By Hank Boerner
Originally posted on G&A.
Back in 1991, the tense “Cold War” environment of the post-WWII era was coming to an end. President George H.W. Bush, a veteran fighter pilot in WWII and “Cold War Warrior,” addressed the U.S. Congress (January 19th) to deliver his State of the Union address.
“We stand at a defining hour,” he declared. “What is at stake is more than one small country (referring to Iraq at that moment); it is a big idea – a New World Order, where diverse nations are drawn together in common cause to achieve the universal aspirations of mankind…peace, security, freedom, and the rule of law. Such is a world worthy of our struggle and worthy of our children’s future.”
While the comments included references to the winding down of the Cold War and the enduring division of nations into two competing blocs (the USA and USSR) and standing-by status of “the Third World” of developing nations, the term “New World Order” captured the imagination and has endured. But what does it mean?
Among other things, it means a freer flow of goods, capital and people among the nations of the world, relatively more peaceful conditions and more freedom to create more opportunity in every corner of the globe. And that meant the s-t-r-e-t-c-h-i-n-g of the corporate procurement and sourcing efforts and the building of a much-more complex and far-flung supply chain for many developed society companies.

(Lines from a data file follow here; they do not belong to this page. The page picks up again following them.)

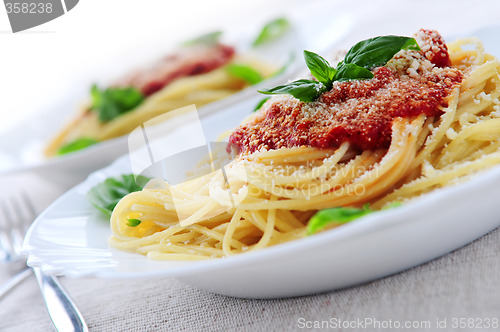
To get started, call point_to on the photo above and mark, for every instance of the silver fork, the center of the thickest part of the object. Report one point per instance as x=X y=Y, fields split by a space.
x=16 y=215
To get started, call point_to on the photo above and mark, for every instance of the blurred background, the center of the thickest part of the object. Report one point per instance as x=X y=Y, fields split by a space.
x=102 y=38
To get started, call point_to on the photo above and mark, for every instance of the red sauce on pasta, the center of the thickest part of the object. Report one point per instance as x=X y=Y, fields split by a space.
x=360 y=112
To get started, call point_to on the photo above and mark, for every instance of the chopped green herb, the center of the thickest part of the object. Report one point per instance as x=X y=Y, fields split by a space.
x=113 y=102
x=208 y=39
x=78 y=144
x=377 y=51
x=244 y=72
x=340 y=216
x=272 y=30
x=262 y=102
x=133 y=222
x=358 y=62
x=285 y=66
x=107 y=194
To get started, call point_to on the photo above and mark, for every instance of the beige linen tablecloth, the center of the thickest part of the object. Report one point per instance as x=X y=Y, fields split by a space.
x=435 y=296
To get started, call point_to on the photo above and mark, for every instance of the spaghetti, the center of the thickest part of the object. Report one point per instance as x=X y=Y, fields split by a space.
x=280 y=179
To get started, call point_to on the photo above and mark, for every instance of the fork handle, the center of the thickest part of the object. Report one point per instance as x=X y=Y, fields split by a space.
x=62 y=311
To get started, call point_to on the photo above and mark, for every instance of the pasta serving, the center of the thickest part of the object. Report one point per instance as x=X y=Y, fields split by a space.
x=428 y=116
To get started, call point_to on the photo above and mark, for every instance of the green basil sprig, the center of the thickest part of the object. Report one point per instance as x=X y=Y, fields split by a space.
x=357 y=63
x=112 y=102
x=272 y=30
x=78 y=144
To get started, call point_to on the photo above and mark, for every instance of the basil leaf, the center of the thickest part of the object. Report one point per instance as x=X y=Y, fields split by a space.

And as that supply chain became a more universal practice and more deeply embedded into the vital operations of the corporate sector, indeed many aspects of the “New World Order” became apparent. And questions began to arise: What are the conditions of the workers within your global supply chain? What are the environmental protections being put in place as the local suppliers in less-developed nations strive to produce more for the major customers in developed societies? What is your firm’s contributions to the well-being of the local community at which you source your goods?
Many company managements do struggle with the answers to these questions – and investors and stakeholders continue to raise questions about the nature of, the operation of, conditions within, the supply chain of many companies in their portfolios.
We have brought you numerous reports from around the world on the subject of global supply chains in these weekly newsletters. This week’s Top Story is about survey results from DNV GL; the company conducted a survey of professionals at global companies across Europe, the Americas and Asia – out of 1400 responses, 60 companies emerged as supply chain “sustainability leaders” based on attributes defined by DNV GL. You’ll want to read this.
The New World Order has come to define many business and investing activities over the 25-plus years since President Bush delivered his remarks. The USA has signed on to the WTO treaty, which was a departure from the traditional GATT talks encouraged by the U.S. after WW II.
The fundamentals of manufacturing have significantly been re-ordered over these years – with apparel and footwear and accessories as examples virtually disappearing from assembly lines in North America. Yes, we are living in the New World Order – ask a veteran purchasing manager or sourcing manager about that if you can – we are miles beyond the operating conditions of 1991.
With rising purchaser expectations of greater accountability on the part of companies they do business with, supply chain responsibilities inch closer and closer to the top of priorities. Tell us, show us, the mantra of the stakeholders seems to be!